Voice AI Agent Platform
Building a production voice agent means solving dozens of problems beyond the demo: prompt reliability, tool orchestration, context management, testing, and deployment. Most teams discover this after they've already started.
The Challenge
Getting a voice AI demo working takes an afternoon. Getting a voice AI agent into production (one that handles real calls, uses real tools, and doesn’t hallucinate) takes months of engineering that most teams don’t see coming.
I learned this firsthand building a facilities voice agent that handles calls across 400+ locations. The demo worked in a week.

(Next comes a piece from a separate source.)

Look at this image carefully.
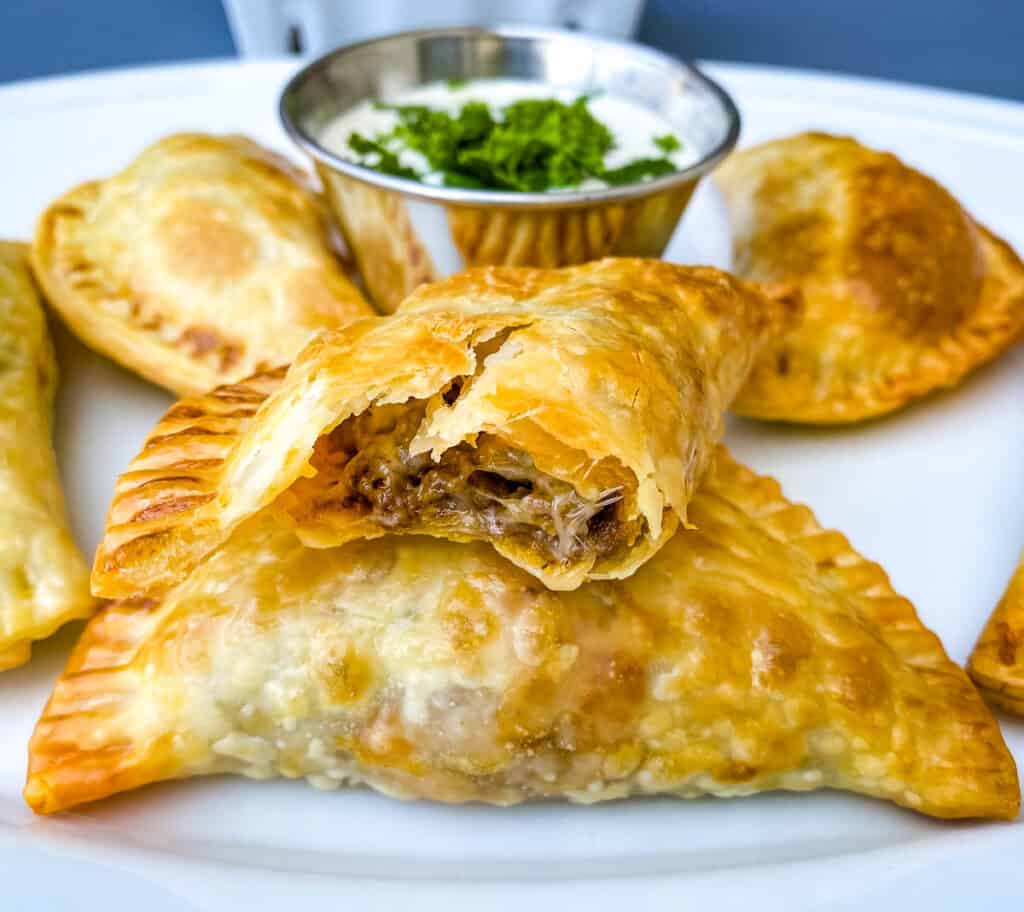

The next three months were spent solving the problems that only surface in production: the agent calling the wrong tool, hallucinating repair procedures, fumbling handoffs between conversation phases, and drowning in context when calls got complex.
I took everything I learned and built it into a reusable platform.
The Approach
The platform is built on Vapi for voice infrastructure, with a custom layer on top that handles everything Vapi doesn’t: agent definition, prompt management, tool orchestration, context management, and observability.
Agent as Code
Every aspect of a voice agent lives in version control:
- Agent configuration — prompt, voice selection, model settings, and Vapi parameters stored in config files that sync to Vapi on deploy
- Tool definitions — MCP server connections and tool schemas tracked alongside the agent config
- Prompt versioning — every prompt change is a commit, with the ability to diff, revert, and trace which version was live for any given call
This means deploying a new agent or updating an existing one is a git push, not a manual edit in a dashboard.
Context Management
A voice call isn’t a chat conversation. The caller is impatient, the agent has limited time to think, and every unnecessary token in the context window increases latency and reduces accuracy.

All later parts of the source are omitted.